Oral small-molecule inhibitors of HER2, such as lapatinib and neratinib (Nerlynx), have been approved by the FDA for HER2-overexpressing breast cancer, but these inhibitors are not as effective against HER2-mutated cancers and can also cause side effects related to cross-targeting of the epidermal growth factor receptor (EGFR), Heymach explained. Zongertinib selectively inhibits HER2 without targeting EGFR, and preclinical studies showed it may be more active with fewer toxicities than other HER2 inhibitors.

To assess the safety and efficacy of zongertinib in patients, Heymach and colleagues conducted the first-in-human Beamion LUNG-1 clinical trial. In cohort 1, their primary analysis cohort, 75 patients with previously treated NSCLC whose tumors harbored mutations in the tyrosine kinase domain (TKD) of HER2 were treated with the recommended dose of 120 mg zongertinib once a day. The researchers also assessed the outcomes of patients treated at the recommended dose in exploratory cohorts, including 20 previously treated patients whose tumors had HER2 mutations outside the TKD (cohort 3) and 31 patients whose tumors had HER2 mutations within the TKD and who had previously received a HER2-targeted antibody-drug conjugate (cohort 5).

Overall, 71%, 30%, and 48% of patients in cohorts 1, 3, and 5, respectively, experienced an objective response to zongertinib. The disease control rate was 96% in cohort 1, 65% in cohort 3, and 97% in cohort 5.

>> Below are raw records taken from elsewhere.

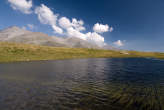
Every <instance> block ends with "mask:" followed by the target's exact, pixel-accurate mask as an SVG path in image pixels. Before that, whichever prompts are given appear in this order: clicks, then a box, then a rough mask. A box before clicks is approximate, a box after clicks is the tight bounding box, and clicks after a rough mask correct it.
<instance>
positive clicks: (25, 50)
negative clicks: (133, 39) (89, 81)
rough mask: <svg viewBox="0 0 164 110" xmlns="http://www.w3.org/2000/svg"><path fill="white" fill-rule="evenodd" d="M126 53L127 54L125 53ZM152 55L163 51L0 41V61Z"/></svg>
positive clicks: (2, 61) (153, 55) (6, 61)
mask: <svg viewBox="0 0 164 110" xmlns="http://www.w3.org/2000/svg"><path fill="white" fill-rule="evenodd" d="M127 53H128V54H127ZM111 57H116V58H119V57H153V58H164V53H155V52H136V51H126V52H125V51H112V50H98V49H84V48H83V49H82V48H61V47H48V46H36V45H29V44H18V43H17V44H16V43H6V42H1V43H0V62H13V61H33V60H56V59H73V58H111Z"/></svg>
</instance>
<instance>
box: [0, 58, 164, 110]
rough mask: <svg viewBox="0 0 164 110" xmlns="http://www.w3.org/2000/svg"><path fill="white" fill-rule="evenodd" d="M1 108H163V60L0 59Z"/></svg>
mask: <svg viewBox="0 0 164 110" xmlns="http://www.w3.org/2000/svg"><path fill="white" fill-rule="evenodd" d="M0 108H1V110H164V60H157V59H150V58H109V59H107V58H97V59H96V58H94V59H73V60H56V61H37V62H16V63H1V64H0Z"/></svg>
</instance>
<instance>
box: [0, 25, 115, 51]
mask: <svg viewBox="0 0 164 110" xmlns="http://www.w3.org/2000/svg"><path fill="white" fill-rule="evenodd" d="M0 41H2V42H14V43H25V44H36V45H44V46H54V47H71V48H94V49H110V50H115V48H113V47H111V46H109V45H106V46H104V47H100V46H98V45H96V44H92V43H90V42H87V41H85V40H82V39H80V38H75V37H74V38H73V37H67V38H63V37H56V36H48V35H47V34H44V33H41V32H31V31H27V30H24V29H21V28H19V27H16V26H12V27H9V28H7V29H4V30H1V31H0Z"/></svg>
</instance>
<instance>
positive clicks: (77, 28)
mask: <svg viewBox="0 0 164 110" xmlns="http://www.w3.org/2000/svg"><path fill="white" fill-rule="evenodd" d="M59 25H60V26H61V27H62V28H64V29H68V28H70V27H72V28H74V29H75V30H77V31H83V30H85V27H84V26H83V25H84V22H83V21H82V20H79V21H78V20H77V19H76V18H73V19H72V21H70V20H69V19H68V18H67V17H62V18H60V19H59Z"/></svg>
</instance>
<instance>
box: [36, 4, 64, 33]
mask: <svg viewBox="0 0 164 110" xmlns="http://www.w3.org/2000/svg"><path fill="white" fill-rule="evenodd" d="M35 14H37V15H38V19H39V21H40V22H41V23H42V24H48V25H50V26H51V27H52V28H53V30H54V32H55V33H58V34H62V33H63V30H62V29H61V28H60V27H58V26H57V25H56V21H57V18H58V15H57V14H54V13H53V11H52V10H51V9H50V8H48V7H47V6H45V5H44V4H41V6H39V7H37V8H36V9H35Z"/></svg>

Responses were also durable, Heymach noted, lasting for a median of 14.1 months in cohort 1 and 5.3 months in cohort 5. Similarly, the median progression-free survival was 12.4 months in cohort 1 and 6.8 months in cohort 5. Neither duration of response nor progression-free survival were mature in cohort 3 at the time of analysis.

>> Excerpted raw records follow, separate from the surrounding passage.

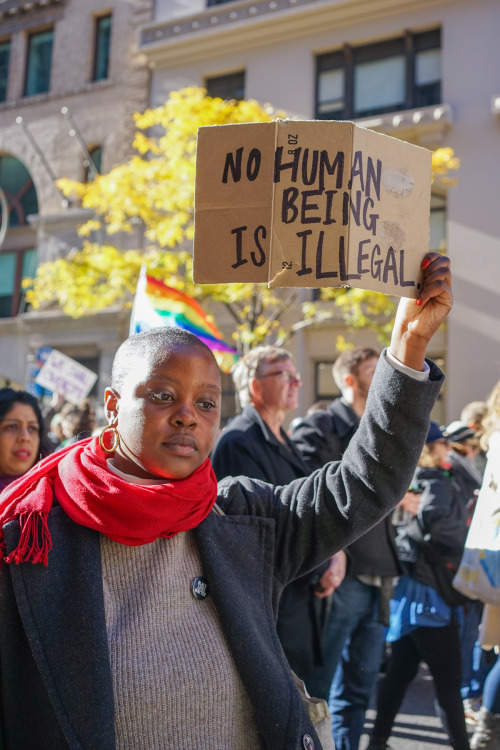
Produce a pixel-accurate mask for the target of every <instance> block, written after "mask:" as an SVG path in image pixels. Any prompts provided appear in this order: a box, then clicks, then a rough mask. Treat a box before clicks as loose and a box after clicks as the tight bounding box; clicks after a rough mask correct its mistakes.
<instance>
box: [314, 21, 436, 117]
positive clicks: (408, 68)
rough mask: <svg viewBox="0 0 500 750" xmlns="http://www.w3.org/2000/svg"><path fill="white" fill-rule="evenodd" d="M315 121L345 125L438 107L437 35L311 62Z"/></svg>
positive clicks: (415, 38) (345, 48)
mask: <svg viewBox="0 0 500 750" xmlns="http://www.w3.org/2000/svg"><path fill="white" fill-rule="evenodd" d="M316 79H317V81H316V118H317V119H320V120H348V119H354V118H360V117H370V116H372V115H379V114H384V113H386V112H395V111H398V110H401V109H414V108H416V107H426V106H431V105H433V104H439V103H440V101H441V32H440V31H439V29H438V30H435V31H429V32H425V33H422V34H412V33H410V32H408V33H407V34H406V35H405V36H404V37H401V38H398V39H392V40H390V41H385V42H379V43H376V44H370V45H366V46H363V47H351V46H349V45H346V46H345V47H344V48H343V49H342V50H338V51H336V52H329V53H327V54H324V55H319V56H318V57H317V59H316Z"/></svg>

In addition to the robust efficacy observed in patients with traditional mutations in the HER2 TKD, Heymach emphasized that the results from cohort 3 suggest zongertinib may also target less common HER2 mutations that lie outside the TKD. Further, the results from cohort 5 suggest that zongertinib may benefit patients whose cancers did not respond to or relapsed following treatment with a HER2-targeted antibody-drug conjugate such as T-DXd, the only other HER2-targeted therapy currently approved for NSCLC, as noted above.

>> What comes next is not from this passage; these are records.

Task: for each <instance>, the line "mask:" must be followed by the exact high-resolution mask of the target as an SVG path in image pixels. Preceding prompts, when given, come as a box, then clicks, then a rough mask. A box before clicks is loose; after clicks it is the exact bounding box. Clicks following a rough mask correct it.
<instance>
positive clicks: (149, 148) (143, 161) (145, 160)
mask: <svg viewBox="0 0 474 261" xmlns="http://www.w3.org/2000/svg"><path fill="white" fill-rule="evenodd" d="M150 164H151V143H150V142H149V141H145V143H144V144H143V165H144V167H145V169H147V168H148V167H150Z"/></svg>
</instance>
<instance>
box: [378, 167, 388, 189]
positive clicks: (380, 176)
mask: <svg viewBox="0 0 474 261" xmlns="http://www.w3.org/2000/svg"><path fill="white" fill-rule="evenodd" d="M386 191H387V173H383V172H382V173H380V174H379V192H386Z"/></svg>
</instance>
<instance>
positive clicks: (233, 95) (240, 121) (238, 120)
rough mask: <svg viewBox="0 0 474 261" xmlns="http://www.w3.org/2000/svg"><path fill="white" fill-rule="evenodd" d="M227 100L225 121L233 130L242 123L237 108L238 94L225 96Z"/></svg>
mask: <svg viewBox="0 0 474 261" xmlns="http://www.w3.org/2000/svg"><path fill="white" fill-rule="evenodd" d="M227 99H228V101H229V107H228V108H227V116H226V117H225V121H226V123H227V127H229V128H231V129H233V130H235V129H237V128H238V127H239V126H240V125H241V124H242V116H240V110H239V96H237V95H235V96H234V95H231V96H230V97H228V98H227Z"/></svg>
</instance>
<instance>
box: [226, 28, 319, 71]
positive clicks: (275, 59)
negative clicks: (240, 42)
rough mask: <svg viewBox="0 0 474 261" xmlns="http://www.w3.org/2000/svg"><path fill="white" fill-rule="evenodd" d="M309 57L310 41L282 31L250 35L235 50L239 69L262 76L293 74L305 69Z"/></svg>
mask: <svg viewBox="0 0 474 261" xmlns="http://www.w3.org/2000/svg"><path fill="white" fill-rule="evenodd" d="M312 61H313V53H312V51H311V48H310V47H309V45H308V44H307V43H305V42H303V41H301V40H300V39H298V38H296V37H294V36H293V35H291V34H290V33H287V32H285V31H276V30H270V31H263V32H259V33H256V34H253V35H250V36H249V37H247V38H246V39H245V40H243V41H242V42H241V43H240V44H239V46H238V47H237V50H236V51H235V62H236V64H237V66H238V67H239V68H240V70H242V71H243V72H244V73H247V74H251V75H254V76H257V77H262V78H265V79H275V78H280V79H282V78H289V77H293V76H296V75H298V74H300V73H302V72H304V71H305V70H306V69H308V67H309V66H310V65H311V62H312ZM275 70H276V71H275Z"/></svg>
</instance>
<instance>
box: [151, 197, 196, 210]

The rates of grade 3 or higher adverse events were 17%, 25%, and 3% in cohorts 1, 3, and 5, respectively, and no cases of interstitial lung disease were reported. Heymach stressed that the lower rate of severe side effects as compared with other therapies could stem from its selectivity to HER2.

“Zongertinib demonstrated a very favorable safety profile, with little or no significant rash, diarrhea, or pneumonitis—toxicities that were observed in prior therapies,” Heymach said. “These initial studies suggest that it may be more effective and less toxic than other available therapies for these patients.”

Zongertinib is currently being reviewed by the FDA under Fast Track and Breakthrough Therapy designations for the indication evaluated in this study.

“Until recently, there were no effective targeted therapies for HER2-mutated NSCLC,” Heymach said. “This potentially practice-changing approval of zongertinib would provide access to a highly efficacious treatment option with a manageable safety profile and would be the first oral therapy and only tyrosine kinase inhibitor approved for patients with HER2-mutated NSCLC.”

Limitations of this study include its open-label, single-arm design.

Funding for this study was provided by Boehringer Ingelheim. Heymach has served on the advisory committees for AstraZeneca, Boehringer Ingelheim, Catalyst Pharmaceuticals, Genentech, GSK, Guardant Health, Foundation Medicine, Hengrui Therapeutics, Eli Lilly and Company, Novartis, Spectrum Pharmaceuticals, Inc., EMD Serono, Sanofi, Takeda Pharmaceuticals, Mirati Therapeutics, Bristol Myers Squibb, BrightPath Biotherapeutics, Janssen Global Services, Nexus Health Systems, Pneuma Respiratory, Kairos Ventures, Roche, and Leads Biolabs. He has received research support from AstraZeneca, GSK, and Spectrum Pharmaceuticals and has received royalties and licensing fees from Spectrum Pharmaceuticals.